The startup Maecenas has a solution and sells a fine art product (such as a painting) to a group of investors and stores the ownership on the blockchain, making it easier for investors to trade their part of the painting.
The first product being sold via their auction was a painting by Andy Warhol named “14 Small Electric Chairs (1980)“. The auction raised US$1.7m for 31.5% of the artwork at a valuation of US$5.6m. 100 participants were hand-picked to participate in the auction from 56 countries and in the end 34 invested in the painting.
ICO Financing Grinds to Halt in September, Nearly Half of Startups Fail to Raise Funds
Recent research from Greyspark shows that nearly half of ICOs fail to raise any funds, while 40% raise more then $1 million. the total amount of funding raised is back to the level of summer 2017. Good projects still got funded, but are more conservative.
Several reasons put off retail investors from buying into ICOs. Exit scams like Centra caused extra vigilance, as well as the crash of the Confido ICO, when the team simply disappeared and the price tanked by 99% overnight. Some research suggests that approx $100 million was lost in these scams already. The stricter KYC procedure also made consumers skeptical of sending their personal data to startup projects.
40% raises over $1 million
That doesn’t mean ICOs are dead. Still a number of companies did a successful ICO in the last months. 40% of them raised>$1 million and in August they still raised $337 million. This is much lower then the peak at the end of 2017 and begin of 2018 in which months on average $1 billion was raised. At this time it is back at the amount of funding raised in June-August 2017.
In the beginning of 2018 some of the ICOs were sold out within minutes. This is not happening anymore. Now, projects are becoming more conservative, as the easy securing of funding has dwindled. Startups using the blockchain model are either wildly successful, or fail in raising capital, based on GreySparks analysis.
The initiative of the European Commission to include the ICO regulation in the new pan-European crowdfunding regulation (see earlier post in this newsletter) will be very beneficial for the next generation of ICOs. This will ensure that platforms that will facilitate these offerings need to do proper due diligence on the ICOs.
Expert of the week : Mirel Borodi (Romania)
What is the current status of Alternative Finance?
The Alternative funding “crowdfunding” took place in Romania in 2012, when the first platforms have publicly offered their services (multifinantare, mindfruits, crestemidei).
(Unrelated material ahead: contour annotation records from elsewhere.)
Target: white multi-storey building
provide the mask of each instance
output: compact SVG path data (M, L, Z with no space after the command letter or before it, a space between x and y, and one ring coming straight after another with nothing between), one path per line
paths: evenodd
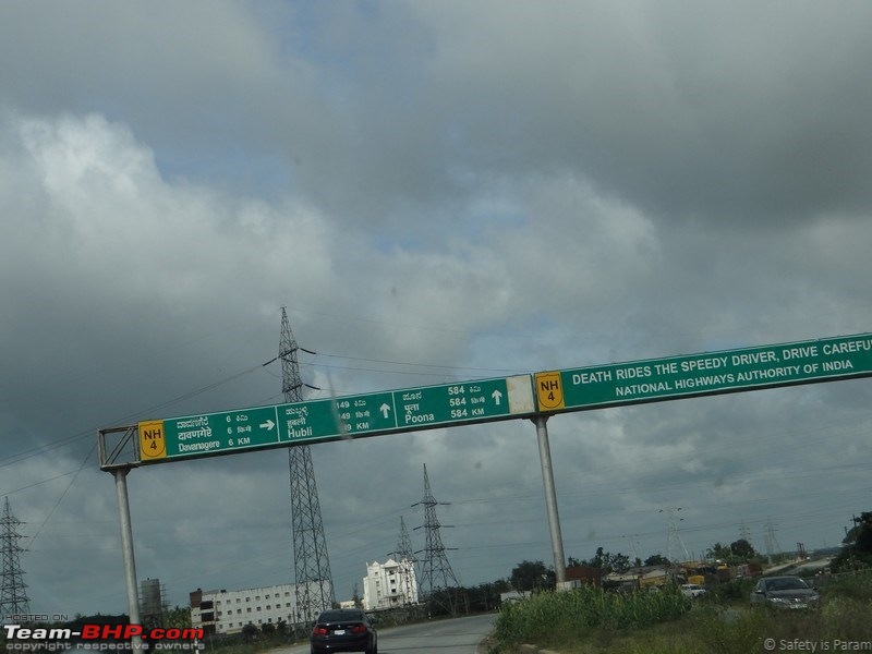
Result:
M312 582L312 596L316 584ZM296 614L296 586L284 583L242 591L201 591L191 593L191 626L215 633L238 633L245 625L287 625L314 620L329 606L313 607L314 616Z
M366 564L363 578L363 608L376 610L417 604L417 580L412 561L388 559Z

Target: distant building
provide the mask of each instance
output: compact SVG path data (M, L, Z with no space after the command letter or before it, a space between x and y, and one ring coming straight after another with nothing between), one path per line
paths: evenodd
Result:
M313 594L317 584L312 582ZM329 606L314 607L315 615ZM238 633L245 625L293 625L307 621L296 615L296 585L284 583L242 591L202 591L191 593L191 626L206 633Z
M159 579L143 579L140 582L140 620L149 629L164 626L164 588Z
M377 610L417 604L417 581L412 561L388 559L366 564L363 578L363 608Z

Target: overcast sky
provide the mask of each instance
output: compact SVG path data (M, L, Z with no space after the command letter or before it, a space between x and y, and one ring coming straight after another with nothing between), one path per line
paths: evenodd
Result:
M126 613L97 429L872 330L872 4L3 2L0 496L31 608ZM872 383L548 422L564 546L837 545ZM315 445L338 600L553 565L525 420ZM141 579L293 581L288 456L129 476ZM770 531L771 529L771 531ZM771 541L771 538L770 538Z

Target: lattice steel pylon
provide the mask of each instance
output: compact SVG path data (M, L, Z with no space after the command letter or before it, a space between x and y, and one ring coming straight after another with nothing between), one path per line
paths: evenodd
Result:
M426 464L424 465L424 498L412 506L417 506L419 504L424 505L424 524L421 526L426 530L426 545L424 546L425 557L421 568L419 588L421 589L421 594L424 595L427 601L438 601L437 596L440 594L440 591L445 591L441 594L448 602L446 608L451 615L456 615L457 602L453 596L455 593L452 593L451 590L457 589L460 584L445 554L448 548L443 545L441 535L439 534L439 529L443 524L439 523L439 519L436 517L436 506L446 502L438 502L433 497L433 492L429 488ZM416 526L415 529L421 528Z
M281 308L281 390L286 402L303 401L303 383L300 379L299 350ZM296 593L296 621L312 622L318 614L336 603L327 538L320 518L318 487L312 450L307 445L288 449L291 477L291 531L293 532L294 590Z
M0 547L3 556L3 586L0 589L0 616L31 615L31 601L27 598L24 572L21 569L19 555L24 549L19 545L22 535L19 533L21 520L12 514L9 497L4 498L3 517L0 519L2 533Z

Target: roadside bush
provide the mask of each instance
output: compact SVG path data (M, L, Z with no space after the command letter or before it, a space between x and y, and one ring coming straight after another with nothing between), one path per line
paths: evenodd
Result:
M555 634L571 640L595 630L620 632L675 620L690 607L690 600L673 589L630 594L593 588L546 592L504 605L494 637L504 644L550 642Z

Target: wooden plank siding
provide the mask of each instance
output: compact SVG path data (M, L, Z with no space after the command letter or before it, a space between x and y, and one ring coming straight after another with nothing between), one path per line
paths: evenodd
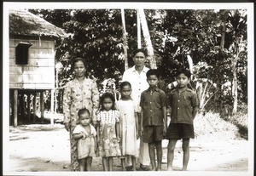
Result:
M29 37L28 37L29 38ZM32 45L27 65L15 64L15 47L20 42ZM54 40L9 40L9 87L18 89L52 89L55 88Z

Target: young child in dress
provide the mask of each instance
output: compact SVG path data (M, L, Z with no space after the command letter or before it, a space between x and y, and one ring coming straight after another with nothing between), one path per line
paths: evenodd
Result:
M148 143L152 170L160 171L163 155L162 139L166 133L167 97L166 93L157 87L160 77L158 71L150 69L146 75L149 88L143 91L141 96L141 133L143 135L143 141Z
M96 131L90 124L91 116L89 110L83 108L79 111L79 122L73 132L78 140L78 157L80 171L91 171L92 157L96 150Z
M104 93L101 99L101 109L97 115L97 140L99 156L102 157L104 171L113 170L113 157L120 156L119 112L114 106L115 99L111 93Z
M136 171L136 157L138 157L139 150L137 146L138 139L138 110L131 99L131 85L129 82L120 84L121 99L117 101L117 109L120 112L121 139L121 163L123 171L125 171L125 158L131 159L132 170ZM130 157L130 158L128 158Z
M167 151L167 170L172 170L174 148L178 139L183 139L183 171L187 170L189 159L189 139L195 138L193 121L198 111L196 93L188 88L191 73L179 69L177 73L177 88L169 94L171 122L167 129L169 139Z

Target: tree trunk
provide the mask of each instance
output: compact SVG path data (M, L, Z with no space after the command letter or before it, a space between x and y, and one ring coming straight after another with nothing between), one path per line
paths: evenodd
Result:
M232 60L232 72L233 72L233 84L232 84L232 96L233 96L233 110L232 113L237 112L237 76L236 76L236 64L239 54L241 50L241 43L242 43L242 37L241 38L237 38L236 40L236 46L237 46L237 52L236 56Z
M127 54L127 38L126 38L126 30L125 30L125 9L121 9L122 15L122 31L123 31L123 44L124 44L124 54L125 54L125 70L128 69L128 54Z
M150 68L156 69L157 66L156 66L155 58L154 55L154 48L153 48L151 39L150 39L149 30L148 27L144 10L143 9L138 9L138 14L139 14L139 17L141 20L143 33L143 37L145 39L146 47L147 47L147 50L148 50Z

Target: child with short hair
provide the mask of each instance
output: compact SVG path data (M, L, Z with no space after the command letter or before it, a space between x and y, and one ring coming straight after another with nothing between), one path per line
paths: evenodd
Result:
M96 131L90 124L91 116L86 108L79 111L79 124L73 131L73 137L78 140L78 158L80 171L91 171L92 157L96 150Z
M137 146L138 139L138 110L131 98L131 85L129 82L120 84L121 99L117 101L117 109L120 112L121 163L125 171L125 159L131 158L132 170L136 171L136 158L139 150Z
M169 94L172 110L171 122L167 128L166 139L169 139L167 151L167 170L172 170L174 148L178 139L183 139L183 171L187 170L189 159L189 139L195 138L193 121L198 111L196 93L188 88L191 73L186 69L177 72L177 88Z
M119 112L114 107L115 99L111 93L104 93L97 115L97 140L99 156L102 157L104 171L113 170L113 157L121 156L119 142Z
M141 95L141 135L148 143L148 152L153 171L161 170L162 139L166 133L166 94L157 87L159 72L156 69L148 71L147 82L149 88ZM157 167L155 163L155 150Z

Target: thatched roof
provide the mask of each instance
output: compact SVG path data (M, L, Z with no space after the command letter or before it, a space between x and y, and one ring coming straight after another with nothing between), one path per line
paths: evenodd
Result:
M10 9L9 15L10 35L51 37L60 37L67 35L64 30L25 9Z

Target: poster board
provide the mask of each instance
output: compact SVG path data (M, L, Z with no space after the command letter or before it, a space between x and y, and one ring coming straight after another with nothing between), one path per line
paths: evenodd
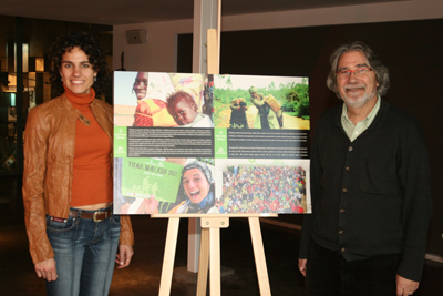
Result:
M310 213L307 78L114 73L116 214Z

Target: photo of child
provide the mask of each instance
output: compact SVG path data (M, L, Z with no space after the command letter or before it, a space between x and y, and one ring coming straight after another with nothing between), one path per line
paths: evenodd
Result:
M167 98L167 112L179 127L214 127L206 114L199 113L194 99L184 91L178 91Z

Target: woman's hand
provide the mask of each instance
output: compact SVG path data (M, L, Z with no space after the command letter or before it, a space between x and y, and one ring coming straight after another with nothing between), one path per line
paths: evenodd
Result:
M131 258L134 255L134 249L128 245L120 245L120 252L117 254L117 258L115 263L119 264L119 268L124 268L130 265Z
M50 258L48 261L39 262L34 264L35 273L38 277L43 277L48 282L55 280L59 276L56 275L55 259Z

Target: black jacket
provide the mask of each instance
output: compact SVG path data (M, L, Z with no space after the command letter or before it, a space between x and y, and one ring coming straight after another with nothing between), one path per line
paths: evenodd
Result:
M432 200L419 125L382 100L372 124L351 142L341 112L333 108L317 123L312 215L303 221L299 257L308 257L310 237L348 261L402 253L398 274L420 280Z

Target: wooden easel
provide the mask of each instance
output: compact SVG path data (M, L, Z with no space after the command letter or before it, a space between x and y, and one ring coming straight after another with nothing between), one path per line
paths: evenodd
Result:
M178 225L181 217L200 217L202 236L198 264L197 296L206 295L207 273L210 271L210 296L222 295L220 285L220 228L229 227L229 217L247 217L249 220L250 237L257 268L257 278L261 296L270 296L268 269L261 239L261 214L155 214L152 217L168 217L165 254L163 257L162 278L158 296L168 296L174 271L175 251L177 246ZM267 217L277 217L277 214ZM208 268L209 266L209 268Z
M220 12L222 0L218 0L217 29L207 30L207 72L219 74L220 57ZM261 296L270 296L268 269L265 259L265 249L261 239L260 221L262 214L155 214L152 217L168 217L165 254L163 258L159 296L171 294L174 271L175 251L177 246L178 225L181 217L199 217L202 226L200 252L198 262L197 296L206 295L207 274L210 271L210 296L222 295L220 285L220 228L229 227L229 217L247 217L249 220L254 257L257 268L258 285ZM266 214L267 217L277 217L277 214ZM209 268L208 268L209 267Z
A current in this market was created and 3-4 platforms appeared relatively quickly. But the enthusiasm couldn’t hold very long and the reality of today, after 6 years and over 200 projects, most crowdfunding platforms are inactive. So the latest trend is survival until better days.
The market size is very low, maybe 50 projects are posted in a year, with an average of about 1,000 euros / project.
The bill on crowdfunding is brought to the attention of the Financial Supervisory Authority and the last meeting on this subject took place last year in June.
Can you give us an inspiring case from your country?
I can’t say that we have seen innovative things in our crowdfunding environment. Our market follows the trends that are developed in mature markets .
The last crowdfunding platform that was opened last year, uses a collaboration that could be successful for projects. The name of the platform is Startarium and they are partner of ING Bank. They use the social responsibility funds of several banks to finance their projects. But this is not something new for the EU.
What are the biggest obstacles for growth?
Most of the people don’t have the investment culture, they don’t have a collaborative experience. So, in my opinion, these two things have a huge contribution to the low level of crowdfunding development. The real problem is that the elimination of these obstacles requires many years.